In 1951 he gained a PhD in mechanical engineering at the Technical University in Stuttgart. That same year he joined Koenig & Bauer in Würzburg as a design engineer. In 1956 he was made assistant vice-president for sheetfed engineering, in 1957 deputy executive vice-president for engineering and development and in 1964 a full member of the board.
This last appointment followed his legal adoption in 1959 by Dr. Hans Bolza, the great-grandson of company founder Friedrich Koenig, following the premature death of Dr Bolza’s sons. Bernhard Schünemann thus became Hans-Bernhard Bolza-Schünemann.
In 1971, Dr. Bolza-Schünemann was appointed president of KBA, and was to remain in office for 24 years, until 1995. With the persistence he typically demonstrated in pursuit of his goals this farsighted entrepreneur, tireless inventor and inspired engineer positioned the company among the topmost players in the international printing press industry. In the process he initiated some spectacular innovations in press technology and diverse acquisitions of other press manufacturers (Albert-Frankenthal in west Germany, Maschinenfabrik Mödling in Austria, Planeta Druckmaschinenwerke in east Germany) whose roots could also be traced back to the cradle of press engineering in Würzburg.

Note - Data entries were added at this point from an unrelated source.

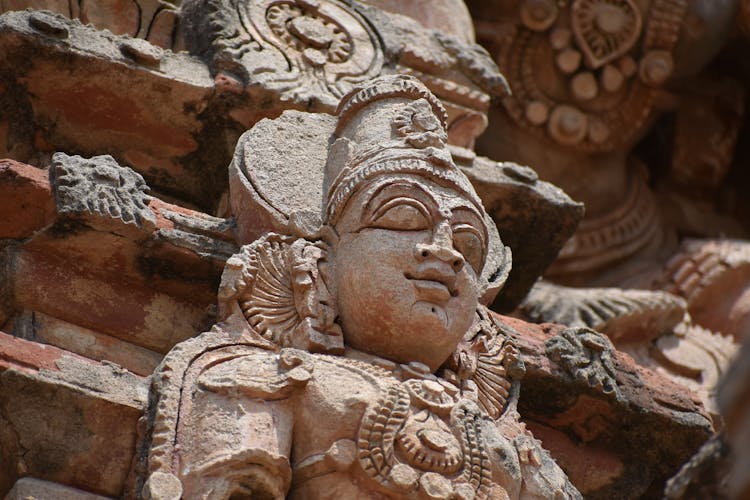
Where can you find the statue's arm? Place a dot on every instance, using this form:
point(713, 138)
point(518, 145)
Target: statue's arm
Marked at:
point(541, 477)
point(238, 436)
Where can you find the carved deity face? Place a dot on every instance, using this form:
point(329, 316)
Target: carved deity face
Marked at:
point(406, 267)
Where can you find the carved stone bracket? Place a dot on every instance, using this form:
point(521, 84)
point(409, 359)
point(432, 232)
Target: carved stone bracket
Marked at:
point(101, 193)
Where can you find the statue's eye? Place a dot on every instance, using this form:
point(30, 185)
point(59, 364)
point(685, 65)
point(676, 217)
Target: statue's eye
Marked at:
point(401, 214)
point(467, 241)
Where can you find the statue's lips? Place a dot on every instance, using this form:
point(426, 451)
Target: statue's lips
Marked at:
point(431, 290)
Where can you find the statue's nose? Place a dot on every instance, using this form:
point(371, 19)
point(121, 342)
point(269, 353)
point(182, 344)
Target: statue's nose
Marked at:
point(441, 248)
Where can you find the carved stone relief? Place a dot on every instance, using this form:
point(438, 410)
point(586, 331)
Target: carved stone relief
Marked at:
point(311, 51)
point(321, 379)
point(589, 78)
point(152, 20)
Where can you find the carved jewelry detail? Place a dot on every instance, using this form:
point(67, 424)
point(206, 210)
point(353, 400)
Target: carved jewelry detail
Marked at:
point(612, 236)
point(605, 29)
point(421, 425)
point(420, 127)
point(277, 284)
point(610, 77)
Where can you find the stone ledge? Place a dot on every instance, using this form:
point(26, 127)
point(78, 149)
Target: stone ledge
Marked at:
point(94, 406)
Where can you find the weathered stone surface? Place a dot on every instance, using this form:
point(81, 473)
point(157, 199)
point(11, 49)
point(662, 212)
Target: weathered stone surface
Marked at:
point(734, 403)
point(28, 488)
point(308, 385)
point(579, 108)
point(24, 199)
point(534, 218)
point(175, 119)
point(103, 285)
point(65, 418)
point(39, 327)
point(617, 444)
point(447, 16)
point(278, 171)
point(101, 193)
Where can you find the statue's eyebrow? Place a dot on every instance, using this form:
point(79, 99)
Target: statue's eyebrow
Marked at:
point(395, 186)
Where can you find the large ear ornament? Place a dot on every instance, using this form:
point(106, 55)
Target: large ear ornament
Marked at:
point(488, 363)
point(276, 285)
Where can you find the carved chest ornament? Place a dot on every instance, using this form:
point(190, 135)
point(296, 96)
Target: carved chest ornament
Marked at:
point(609, 59)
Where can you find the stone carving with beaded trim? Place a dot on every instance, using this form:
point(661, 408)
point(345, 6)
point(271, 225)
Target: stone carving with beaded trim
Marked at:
point(354, 354)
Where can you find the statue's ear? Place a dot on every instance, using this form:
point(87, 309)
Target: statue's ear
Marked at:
point(274, 284)
point(496, 267)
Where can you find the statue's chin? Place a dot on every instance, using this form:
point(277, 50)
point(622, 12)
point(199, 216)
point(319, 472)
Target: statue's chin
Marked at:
point(425, 337)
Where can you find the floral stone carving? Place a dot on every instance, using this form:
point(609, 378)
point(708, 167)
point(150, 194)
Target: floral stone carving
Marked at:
point(311, 50)
point(354, 357)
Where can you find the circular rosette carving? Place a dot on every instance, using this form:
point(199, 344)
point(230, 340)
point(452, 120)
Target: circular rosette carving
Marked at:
point(329, 48)
point(605, 29)
point(280, 293)
point(318, 38)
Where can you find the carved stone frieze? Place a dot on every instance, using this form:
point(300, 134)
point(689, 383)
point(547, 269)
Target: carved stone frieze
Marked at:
point(310, 51)
point(154, 20)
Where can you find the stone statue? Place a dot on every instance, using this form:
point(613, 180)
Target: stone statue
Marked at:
point(354, 357)
point(589, 79)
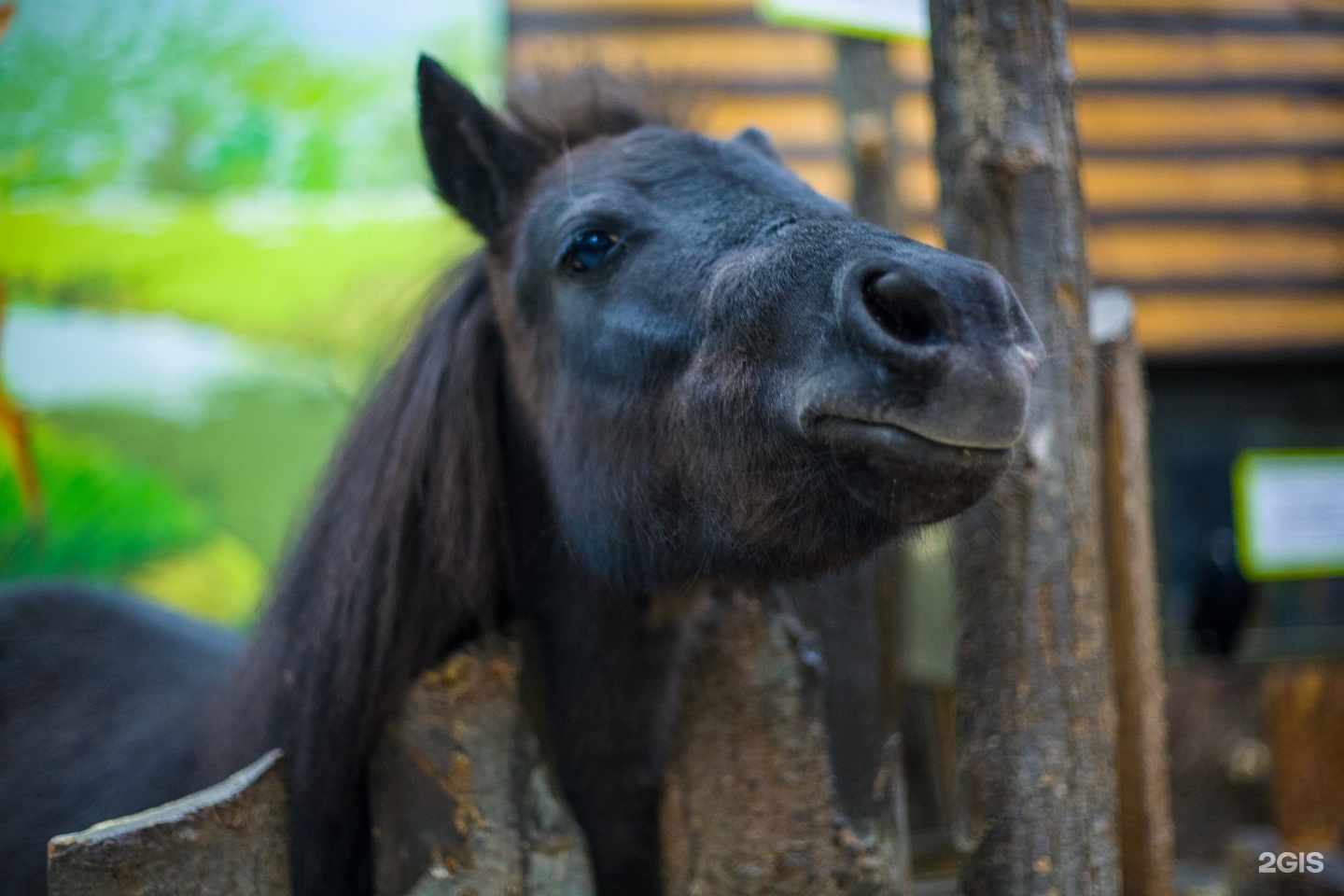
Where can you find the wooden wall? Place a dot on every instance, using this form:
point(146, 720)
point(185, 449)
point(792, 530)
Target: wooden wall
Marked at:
point(1212, 138)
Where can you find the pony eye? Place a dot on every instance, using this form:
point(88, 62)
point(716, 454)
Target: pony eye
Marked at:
point(589, 250)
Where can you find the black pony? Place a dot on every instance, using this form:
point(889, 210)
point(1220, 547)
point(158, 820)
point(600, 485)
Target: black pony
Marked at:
point(674, 364)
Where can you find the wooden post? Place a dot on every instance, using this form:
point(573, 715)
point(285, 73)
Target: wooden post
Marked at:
point(864, 88)
point(1035, 696)
point(461, 800)
point(1147, 838)
point(229, 840)
point(749, 805)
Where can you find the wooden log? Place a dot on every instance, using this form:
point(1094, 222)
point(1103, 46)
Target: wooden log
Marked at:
point(461, 800)
point(1304, 707)
point(1036, 703)
point(229, 840)
point(864, 88)
point(749, 806)
point(1147, 838)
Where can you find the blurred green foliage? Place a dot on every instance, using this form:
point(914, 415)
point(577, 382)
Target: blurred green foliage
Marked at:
point(237, 162)
point(103, 516)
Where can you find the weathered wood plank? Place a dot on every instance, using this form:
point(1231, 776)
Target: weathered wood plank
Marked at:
point(1147, 838)
point(1036, 742)
point(1304, 707)
point(461, 801)
point(749, 806)
point(229, 840)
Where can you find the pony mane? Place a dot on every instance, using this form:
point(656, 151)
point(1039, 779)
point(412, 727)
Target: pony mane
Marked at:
point(402, 559)
point(562, 110)
point(406, 548)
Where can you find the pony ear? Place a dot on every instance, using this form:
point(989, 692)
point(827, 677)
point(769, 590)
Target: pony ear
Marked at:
point(756, 140)
point(482, 167)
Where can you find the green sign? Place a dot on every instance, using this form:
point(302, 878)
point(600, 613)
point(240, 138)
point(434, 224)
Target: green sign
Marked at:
point(879, 19)
point(1289, 513)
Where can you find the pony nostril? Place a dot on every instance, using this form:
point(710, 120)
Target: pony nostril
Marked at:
point(903, 309)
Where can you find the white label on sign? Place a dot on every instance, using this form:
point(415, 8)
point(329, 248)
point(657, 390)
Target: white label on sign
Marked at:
point(1291, 513)
point(863, 18)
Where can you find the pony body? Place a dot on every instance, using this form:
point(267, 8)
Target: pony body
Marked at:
point(672, 367)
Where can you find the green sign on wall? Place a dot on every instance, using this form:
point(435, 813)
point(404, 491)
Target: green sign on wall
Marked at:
point(1289, 513)
point(878, 19)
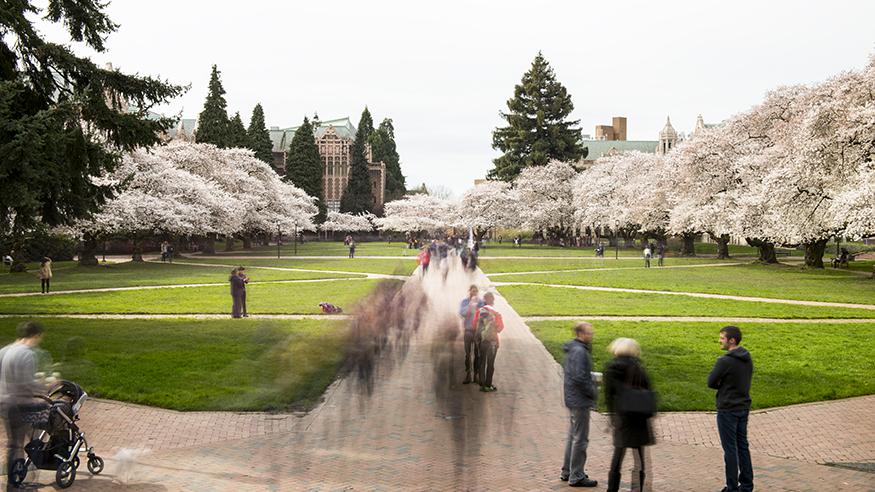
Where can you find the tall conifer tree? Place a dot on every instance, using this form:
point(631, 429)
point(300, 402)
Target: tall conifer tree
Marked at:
point(538, 130)
point(259, 136)
point(213, 124)
point(358, 196)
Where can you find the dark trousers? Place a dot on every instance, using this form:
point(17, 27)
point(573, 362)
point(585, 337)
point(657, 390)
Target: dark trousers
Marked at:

In 1995, at the age of 69, the architect of the KBA group’s breathtaking expansion retired as president and joined the supervisory board, where he served as deputy chairman until 2006. Even in retirement Dr. Bolza-Schünemann continued to place his strategic perspectives and outstanding engineering skills at the company’s disposal, for example in the development of the 74 Karat digital offset press. On his 75th birthday in 2001 he received an award for 50 years service. Throughout his long life he never failed to impress younger executives and staff with his ideas, his expertise and his innate ability to motivate others.